Former Bunker Hill Mining Co. refinery worker Gus Sjogren, 67, has seen silver prices sail and swoon too often to get very excited.
“I think if it just sticks around $5.50 an ounce, it’ll be a good thing,” he said in the United Steelworkers of America union hall in Kellogg. “Mining’s going to come back here, and so will the union - it just has to.”
Analysts who are paid to follow the tricky silver futures markets say there’s reason to follow the market with optimism now.
For several years, the demand for silver for photographic film, computer parts and jewelry has outstripped the supply. Even without the currency turmoil around the globe today, simple economics would suggest higher prices. Long-term trends suggest prices of $7 an ounce and perhaps $8 an ounce next year, said Jeffrey Christian of CPM Group Ltd. in New York.
But for many who once made a living mucking ore from the tunnels in Silver Valley hillsides, any silver rally is too late. The future was too uncertain, the work too dangerous.
Bob McKay hung up his hard hat last August after 19 years of underground work at the Lucky Friday mine in Mullan, the valley’s other working mine.

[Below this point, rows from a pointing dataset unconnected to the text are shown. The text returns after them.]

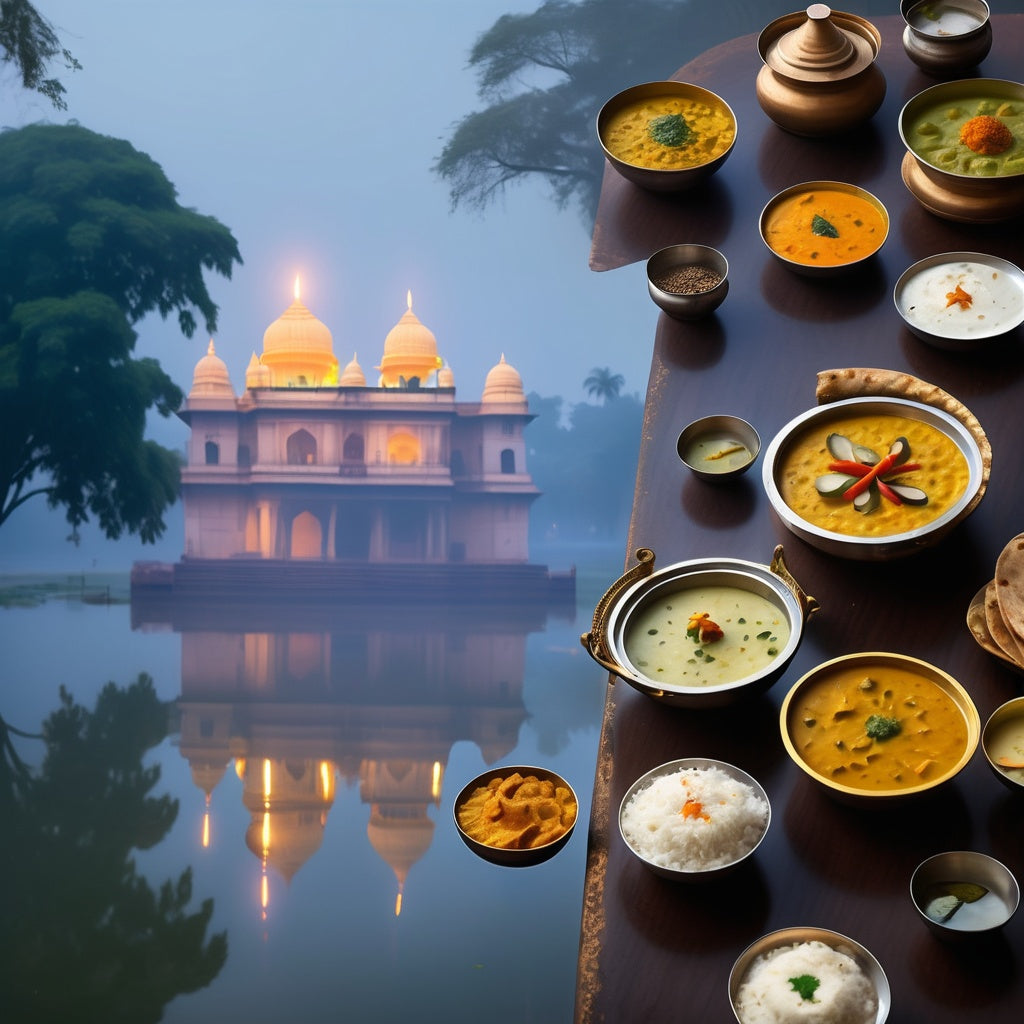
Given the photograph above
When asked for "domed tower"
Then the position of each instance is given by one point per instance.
(503, 384)
(352, 375)
(210, 378)
(298, 349)
(410, 350)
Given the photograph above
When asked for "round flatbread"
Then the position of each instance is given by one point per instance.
(997, 627)
(978, 626)
(1010, 587)
(855, 382)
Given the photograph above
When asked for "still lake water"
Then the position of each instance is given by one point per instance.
(378, 698)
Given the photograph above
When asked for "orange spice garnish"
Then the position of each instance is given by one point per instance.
(986, 135)
(694, 809)
(701, 629)
(960, 297)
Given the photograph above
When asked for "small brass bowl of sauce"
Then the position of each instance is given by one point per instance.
(963, 894)
(718, 448)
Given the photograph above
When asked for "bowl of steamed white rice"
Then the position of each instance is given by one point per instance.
(694, 818)
(808, 976)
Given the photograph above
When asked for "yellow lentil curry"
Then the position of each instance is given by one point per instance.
(981, 136)
(670, 133)
(943, 474)
(824, 227)
(518, 812)
(877, 727)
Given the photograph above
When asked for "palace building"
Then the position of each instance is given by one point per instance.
(314, 473)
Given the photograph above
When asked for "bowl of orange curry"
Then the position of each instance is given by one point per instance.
(823, 228)
(872, 478)
(516, 815)
(879, 726)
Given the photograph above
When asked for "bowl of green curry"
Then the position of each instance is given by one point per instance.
(965, 142)
(667, 136)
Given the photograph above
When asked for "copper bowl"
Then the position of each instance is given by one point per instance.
(810, 269)
(946, 40)
(1003, 736)
(667, 179)
(945, 188)
(620, 620)
(517, 856)
(864, 662)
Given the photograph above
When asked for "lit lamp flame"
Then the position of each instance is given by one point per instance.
(206, 824)
(435, 780)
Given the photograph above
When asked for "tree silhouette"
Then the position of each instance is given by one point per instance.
(603, 384)
(93, 240)
(546, 75)
(29, 42)
(83, 937)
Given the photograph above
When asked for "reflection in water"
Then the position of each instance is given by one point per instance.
(304, 698)
(83, 936)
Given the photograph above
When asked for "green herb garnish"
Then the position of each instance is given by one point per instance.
(881, 727)
(671, 130)
(805, 986)
(821, 227)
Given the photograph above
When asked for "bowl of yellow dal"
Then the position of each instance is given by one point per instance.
(667, 136)
(878, 726)
(833, 479)
(701, 633)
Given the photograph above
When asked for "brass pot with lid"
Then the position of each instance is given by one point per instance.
(819, 76)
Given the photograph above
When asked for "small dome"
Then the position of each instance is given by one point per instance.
(503, 384)
(352, 375)
(299, 349)
(257, 375)
(410, 349)
(210, 379)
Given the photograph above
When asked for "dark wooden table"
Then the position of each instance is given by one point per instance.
(651, 950)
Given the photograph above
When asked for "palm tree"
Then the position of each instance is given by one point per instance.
(603, 383)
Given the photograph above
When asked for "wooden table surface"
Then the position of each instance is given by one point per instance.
(652, 950)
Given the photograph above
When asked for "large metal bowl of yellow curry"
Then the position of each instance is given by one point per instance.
(667, 136)
(877, 726)
(872, 478)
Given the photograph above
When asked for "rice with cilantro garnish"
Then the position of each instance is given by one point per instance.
(806, 983)
(694, 819)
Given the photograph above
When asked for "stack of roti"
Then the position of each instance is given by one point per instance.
(995, 615)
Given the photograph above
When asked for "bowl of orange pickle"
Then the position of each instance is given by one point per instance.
(516, 815)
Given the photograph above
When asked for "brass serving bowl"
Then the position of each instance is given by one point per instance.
(517, 856)
(951, 194)
(1003, 736)
(810, 269)
(664, 179)
(693, 872)
(888, 546)
(699, 445)
(946, 40)
(617, 612)
(865, 660)
(681, 304)
(791, 936)
(969, 921)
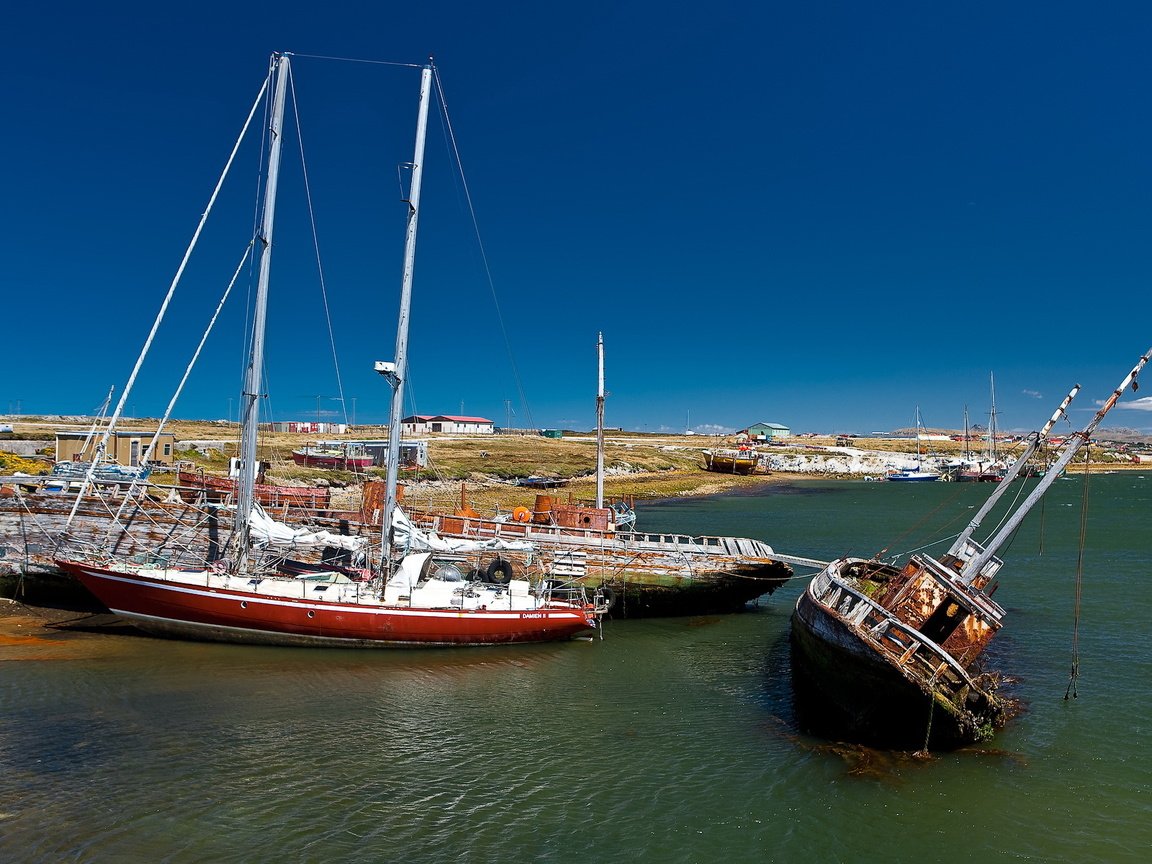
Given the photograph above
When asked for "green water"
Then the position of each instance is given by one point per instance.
(667, 741)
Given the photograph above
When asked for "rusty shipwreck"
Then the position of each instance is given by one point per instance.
(889, 654)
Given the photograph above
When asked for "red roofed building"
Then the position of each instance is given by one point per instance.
(423, 424)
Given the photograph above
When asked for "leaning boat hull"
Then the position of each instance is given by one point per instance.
(649, 575)
(848, 688)
(215, 614)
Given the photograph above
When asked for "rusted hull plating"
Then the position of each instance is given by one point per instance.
(863, 677)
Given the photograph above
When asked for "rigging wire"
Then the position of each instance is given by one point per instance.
(1080, 584)
(316, 248)
(476, 227)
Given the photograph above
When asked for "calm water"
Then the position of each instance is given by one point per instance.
(667, 741)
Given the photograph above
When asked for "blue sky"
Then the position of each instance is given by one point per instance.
(823, 214)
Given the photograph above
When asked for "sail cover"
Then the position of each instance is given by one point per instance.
(408, 537)
(265, 531)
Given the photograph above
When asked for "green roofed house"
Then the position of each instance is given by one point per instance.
(766, 431)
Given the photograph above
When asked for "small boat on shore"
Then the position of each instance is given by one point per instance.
(889, 654)
(740, 461)
(336, 456)
(197, 485)
(255, 585)
(915, 474)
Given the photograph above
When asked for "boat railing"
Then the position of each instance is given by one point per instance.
(874, 622)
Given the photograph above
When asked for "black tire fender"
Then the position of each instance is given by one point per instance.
(500, 571)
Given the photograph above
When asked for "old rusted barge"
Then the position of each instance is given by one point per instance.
(889, 654)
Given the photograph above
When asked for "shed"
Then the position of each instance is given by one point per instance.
(124, 447)
(767, 431)
(424, 424)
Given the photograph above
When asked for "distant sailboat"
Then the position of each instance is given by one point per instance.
(257, 592)
(917, 474)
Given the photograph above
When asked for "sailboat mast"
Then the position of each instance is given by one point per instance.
(1006, 482)
(992, 421)
(400, 373)
(1078, 439)
(599, 423)
(252, 377)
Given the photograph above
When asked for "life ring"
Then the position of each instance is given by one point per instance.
(608, 596)
(500, 571)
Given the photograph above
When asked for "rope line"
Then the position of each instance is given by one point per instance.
(1080, 586)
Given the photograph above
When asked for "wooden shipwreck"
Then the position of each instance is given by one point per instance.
(889, 654)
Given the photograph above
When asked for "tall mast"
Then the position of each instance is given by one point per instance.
(1078, 439)
(599, 423)
(252, 377)
(1038, 438)
(399, 369)
(992, 419)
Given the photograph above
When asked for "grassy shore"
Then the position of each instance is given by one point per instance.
(485, 469)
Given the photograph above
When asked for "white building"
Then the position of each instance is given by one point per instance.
(424, 424)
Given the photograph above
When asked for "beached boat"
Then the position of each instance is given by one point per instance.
(644, 575)
(889, 654)
(254, 588)
(914, 474)
(197, 485)
(740, 461)
(593, 544)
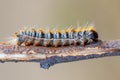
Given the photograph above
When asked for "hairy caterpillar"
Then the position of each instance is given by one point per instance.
(72, 36)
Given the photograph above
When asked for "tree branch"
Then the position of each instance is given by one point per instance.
(48, 56)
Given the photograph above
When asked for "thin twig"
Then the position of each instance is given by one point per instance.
(48, 56)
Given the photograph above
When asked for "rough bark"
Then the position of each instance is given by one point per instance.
(48, 56)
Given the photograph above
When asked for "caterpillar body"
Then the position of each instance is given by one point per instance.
(71, 36)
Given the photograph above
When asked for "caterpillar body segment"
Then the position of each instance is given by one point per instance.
(39, 37)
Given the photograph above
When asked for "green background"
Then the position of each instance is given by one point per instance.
(104, 14)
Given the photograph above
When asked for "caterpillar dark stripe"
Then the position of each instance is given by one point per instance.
(39, 37)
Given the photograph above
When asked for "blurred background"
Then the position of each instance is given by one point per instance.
(104, 14)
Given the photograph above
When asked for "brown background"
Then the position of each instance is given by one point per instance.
(105, 14)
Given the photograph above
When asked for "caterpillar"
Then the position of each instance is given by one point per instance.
(56, 38)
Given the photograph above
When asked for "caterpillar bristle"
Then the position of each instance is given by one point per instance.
(56, 37)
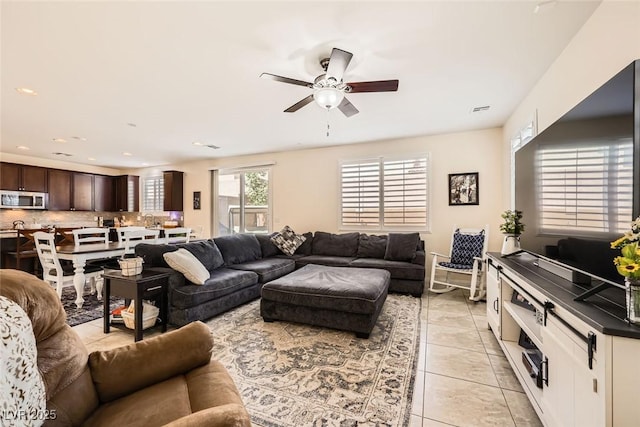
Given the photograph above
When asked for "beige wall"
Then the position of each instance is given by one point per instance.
(305, 183)
(609, 41)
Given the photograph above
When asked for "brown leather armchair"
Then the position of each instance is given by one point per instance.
(166, 380)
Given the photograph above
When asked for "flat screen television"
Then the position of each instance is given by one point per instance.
(580, 177)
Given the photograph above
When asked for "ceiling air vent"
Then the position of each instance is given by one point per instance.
(480, 109)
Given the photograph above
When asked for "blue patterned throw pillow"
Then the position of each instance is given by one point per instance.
(466, 247)
(287, 240)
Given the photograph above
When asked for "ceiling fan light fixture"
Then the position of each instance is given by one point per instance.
(328, 97)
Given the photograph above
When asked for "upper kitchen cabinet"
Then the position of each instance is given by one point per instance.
(104, 193)
(127, 193)
(173, 197)
(23, 177)
(70, 191)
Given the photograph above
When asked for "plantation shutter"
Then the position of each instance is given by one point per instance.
(360, 203)
(586, 187)
(384, 193)
(405, 192)
(153, 193)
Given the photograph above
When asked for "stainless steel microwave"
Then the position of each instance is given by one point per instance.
(22, 200)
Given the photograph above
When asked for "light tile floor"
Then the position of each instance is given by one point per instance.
(463, 377)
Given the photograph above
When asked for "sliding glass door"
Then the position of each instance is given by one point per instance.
(243, 202)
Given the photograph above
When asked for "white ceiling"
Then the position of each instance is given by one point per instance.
(189, 71)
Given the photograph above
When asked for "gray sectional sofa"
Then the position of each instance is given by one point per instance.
(240, 264)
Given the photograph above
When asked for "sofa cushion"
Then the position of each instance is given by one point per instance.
(152, 255)
(335, 244)
(372, 246)
(305, 247)
(267, 269)
(288, 240)
(401, 246)
(186, 263)
(223, 281)
(398, 269)
(336, 261)
(207, 253)
(237, 248)
(267, 247)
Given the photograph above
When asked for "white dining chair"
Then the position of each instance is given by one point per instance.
(52, 270)
(131, 238)
(120, 231)
(177, 235)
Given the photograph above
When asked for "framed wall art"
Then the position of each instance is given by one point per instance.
(464, 189)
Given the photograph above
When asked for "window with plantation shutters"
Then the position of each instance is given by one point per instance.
(384, 193)
(153, 194)
(585, 187)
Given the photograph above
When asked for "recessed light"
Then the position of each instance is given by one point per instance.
(26, 91)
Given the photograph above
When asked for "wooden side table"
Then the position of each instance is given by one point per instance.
(146, 285)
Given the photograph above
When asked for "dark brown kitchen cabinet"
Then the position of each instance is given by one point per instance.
(173, 190)
(127, 193)
(60, 182)
(82, 192)
(104, 193)
(23, 177)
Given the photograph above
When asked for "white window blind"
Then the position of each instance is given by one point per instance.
(384, 193)
(153, 194)
(585, 187)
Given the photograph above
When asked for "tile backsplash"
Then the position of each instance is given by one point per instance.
(78, 218)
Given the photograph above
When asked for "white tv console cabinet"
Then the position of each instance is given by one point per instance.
(589, 370)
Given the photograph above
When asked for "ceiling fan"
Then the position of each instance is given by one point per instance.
(329, 89)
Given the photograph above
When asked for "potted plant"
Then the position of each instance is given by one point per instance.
(512, 228)
(628, 266)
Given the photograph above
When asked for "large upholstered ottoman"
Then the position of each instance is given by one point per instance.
(336, 297)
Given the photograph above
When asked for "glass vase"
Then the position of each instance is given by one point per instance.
(633, 300)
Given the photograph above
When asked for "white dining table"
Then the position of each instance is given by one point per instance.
(79, 255)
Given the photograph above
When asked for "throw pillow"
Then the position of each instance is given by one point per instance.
(287, 240)
(206, 252)
(465, 247)
(401, 246)
(22, 390)
(267, 246)
(372, 246)
(184, 262)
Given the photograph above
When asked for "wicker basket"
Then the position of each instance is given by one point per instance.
(149, 315)
(130, 266)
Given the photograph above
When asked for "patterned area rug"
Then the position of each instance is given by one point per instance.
(297, 375)
(91, 309)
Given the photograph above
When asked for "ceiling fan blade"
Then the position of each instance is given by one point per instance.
(347, 108)
(377, 86)
(286, 80)
(298, 105)
(338, 63)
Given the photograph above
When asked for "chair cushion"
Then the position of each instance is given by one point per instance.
(207, 253)
(335, 244)
(186, 263)
(288, 240)
(402, 246)
(465, 247)
(238, 248)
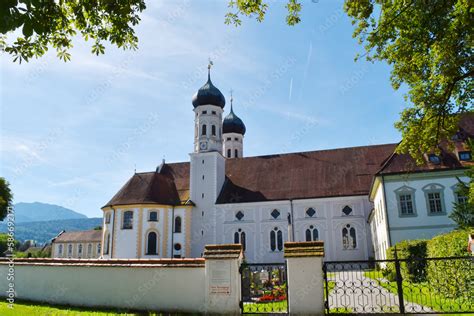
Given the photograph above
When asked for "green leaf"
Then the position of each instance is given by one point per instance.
(27, 29)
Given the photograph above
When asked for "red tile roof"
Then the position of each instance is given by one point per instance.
(336, 172)
(403, 163)
(304, 175)
(80, 236)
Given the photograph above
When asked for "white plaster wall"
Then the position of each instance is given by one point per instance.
(305, 286)
(160, 288)
(236, 142)
(55, 250)
(157, 227)
(214, 142)
(207, 177)
(422, 225)
(125, 239)
(329, 220)
(107, 228)
(378, 224)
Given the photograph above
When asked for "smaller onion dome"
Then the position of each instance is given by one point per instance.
(208, 94)
(233, 123)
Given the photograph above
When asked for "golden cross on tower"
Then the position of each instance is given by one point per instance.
(209, 68)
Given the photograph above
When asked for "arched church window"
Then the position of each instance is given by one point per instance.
(239, 238)
(152, 245)
(349, 238)
(275, 213)
(312, 234)
(310, 212)
(276, 239)
(153, 217)
(347, 210)
(177, 224)
(127, 220)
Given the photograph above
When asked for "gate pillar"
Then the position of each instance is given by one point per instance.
(305, 277)
(222, 278)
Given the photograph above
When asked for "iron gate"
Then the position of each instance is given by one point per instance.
(264, 288)
(406, 286)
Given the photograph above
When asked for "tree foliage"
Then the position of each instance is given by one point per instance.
(6, 198)
(429, 45)
(46, 23)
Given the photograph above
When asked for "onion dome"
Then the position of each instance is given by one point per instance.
(208, 94)
(233, 123)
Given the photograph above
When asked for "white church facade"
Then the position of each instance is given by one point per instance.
(349, 197)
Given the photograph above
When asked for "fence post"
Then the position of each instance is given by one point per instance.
(401, 302)
(305, 277)
(222, 279)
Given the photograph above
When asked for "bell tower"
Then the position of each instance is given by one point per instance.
(208, 105)
(207, 164)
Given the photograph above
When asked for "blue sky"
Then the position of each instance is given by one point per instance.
(73, 133)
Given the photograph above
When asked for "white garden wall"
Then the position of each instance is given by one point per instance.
(167, 287)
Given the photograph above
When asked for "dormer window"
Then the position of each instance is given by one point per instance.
(465, 155)
(434, 159)
(347, 210)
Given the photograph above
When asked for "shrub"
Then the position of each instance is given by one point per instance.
(413, 270)
(452, 278)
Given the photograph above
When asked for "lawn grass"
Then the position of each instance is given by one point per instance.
(268, 307)
(21, 308)
(422, 294)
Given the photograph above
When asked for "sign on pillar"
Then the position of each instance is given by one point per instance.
(305, 277)
(223, 278)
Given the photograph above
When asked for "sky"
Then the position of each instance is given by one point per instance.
(73, 133)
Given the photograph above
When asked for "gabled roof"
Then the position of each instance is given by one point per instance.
(304, 175)
(449, 160)
(325, 173)
(80, 236)
(169, 186)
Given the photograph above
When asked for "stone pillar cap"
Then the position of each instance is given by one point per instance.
(304, 249)
(223, 251)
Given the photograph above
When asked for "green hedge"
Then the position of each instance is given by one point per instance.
(412, 270)
(452, 278)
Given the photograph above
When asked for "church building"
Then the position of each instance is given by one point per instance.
(358, 200)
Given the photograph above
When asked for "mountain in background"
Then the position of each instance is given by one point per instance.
(35, 212)
(44, 231)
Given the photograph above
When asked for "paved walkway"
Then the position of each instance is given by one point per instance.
(361, 294)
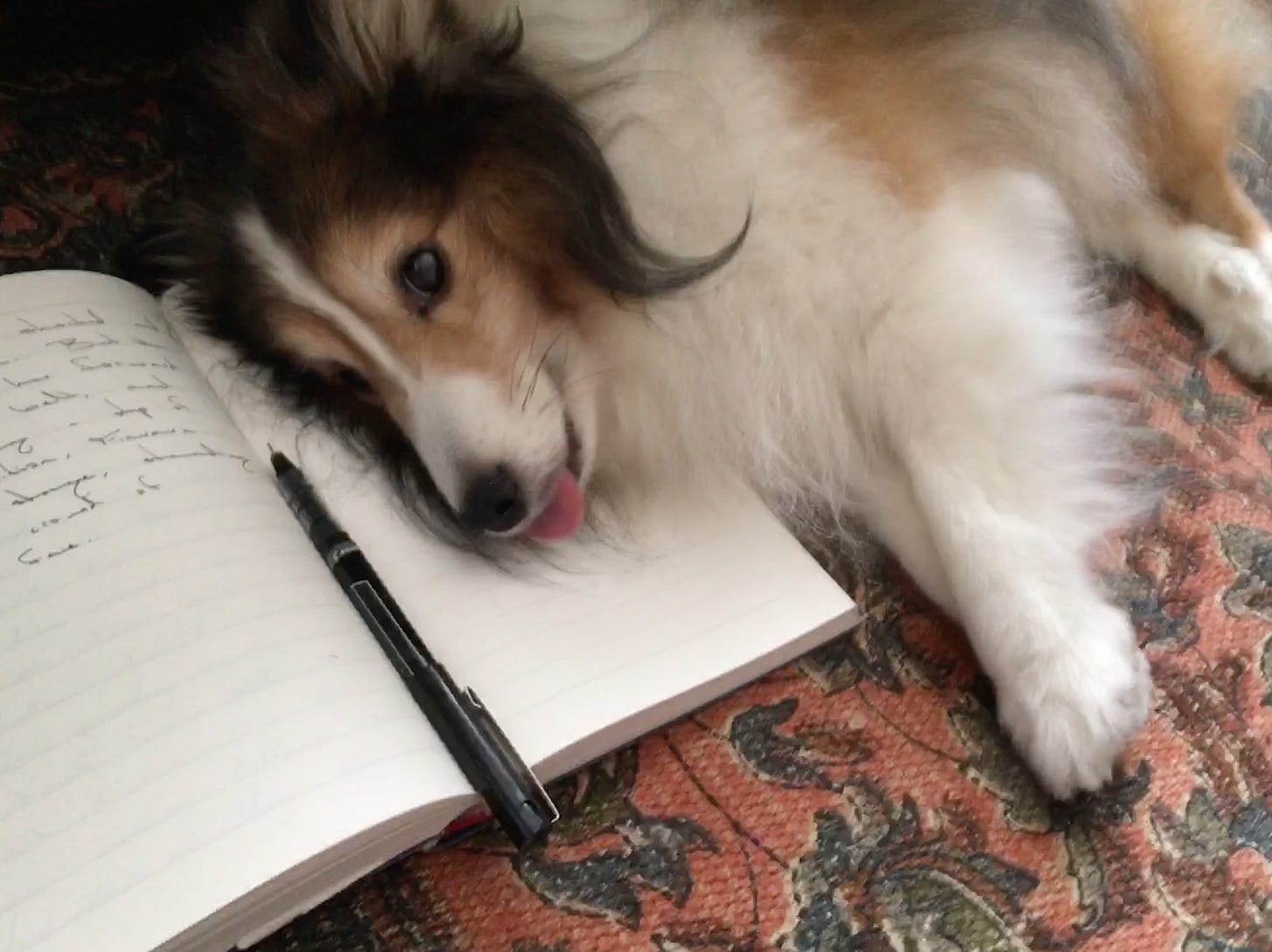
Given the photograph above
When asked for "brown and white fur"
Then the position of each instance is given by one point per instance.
(840, 253)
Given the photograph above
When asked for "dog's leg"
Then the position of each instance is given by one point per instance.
(1224, 284)
(999, 447)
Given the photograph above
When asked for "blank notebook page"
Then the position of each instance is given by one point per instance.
(189, 707)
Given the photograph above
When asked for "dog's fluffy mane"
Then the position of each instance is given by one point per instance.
(364, 107)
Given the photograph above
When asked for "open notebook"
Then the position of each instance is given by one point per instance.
(198, 739)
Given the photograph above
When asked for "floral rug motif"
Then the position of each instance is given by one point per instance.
(861, 800)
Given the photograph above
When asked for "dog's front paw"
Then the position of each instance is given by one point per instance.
(1236, 310)
(1074, 711)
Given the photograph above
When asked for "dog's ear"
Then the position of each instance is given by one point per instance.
(279, 72)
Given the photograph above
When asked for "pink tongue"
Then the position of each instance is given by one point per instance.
(563, 514)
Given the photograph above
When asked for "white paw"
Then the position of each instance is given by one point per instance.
(1075, 709)
(1235, 307)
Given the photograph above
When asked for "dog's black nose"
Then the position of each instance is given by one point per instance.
(494, 502)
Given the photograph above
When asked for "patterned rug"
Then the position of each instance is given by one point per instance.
(861, 800)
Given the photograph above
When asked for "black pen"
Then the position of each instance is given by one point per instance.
(479, 746)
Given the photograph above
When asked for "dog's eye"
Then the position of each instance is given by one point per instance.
(424, 277)
(351, 379)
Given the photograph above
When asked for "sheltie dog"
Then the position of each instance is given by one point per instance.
(535, 257)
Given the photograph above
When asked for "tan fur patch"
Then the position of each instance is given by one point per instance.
(1190, 133)
(879, 97)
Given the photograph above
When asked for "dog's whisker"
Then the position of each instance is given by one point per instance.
(526, 363)
(538, 370)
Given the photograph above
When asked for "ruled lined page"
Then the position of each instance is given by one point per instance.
(705, 594)
(189, 707)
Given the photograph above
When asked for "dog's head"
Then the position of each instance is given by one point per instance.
(421, 240)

Getting a beard trim Wednesday at the TrimTime Barber Shop in Kellogg, McKay reminisced about how a huge chunk of ice once fell 270 feet from a timber at the mine’s head frame and hit him on the head.
McKay survived, but an accident at the Lucky Friday on Aug. 30 shut the mine down for three months. The 75 miners there went without work for three months, and McKay, 51, needed a more permanent job from which to retire. Now, he delivers mail for the U.S. Postal Service.
“The doctor said the ice hit me perfectly - square on the head - or else I wouldn’t be here today,” he said. “I couldn’t see for three days. In this job, all I worry about are the dogs.”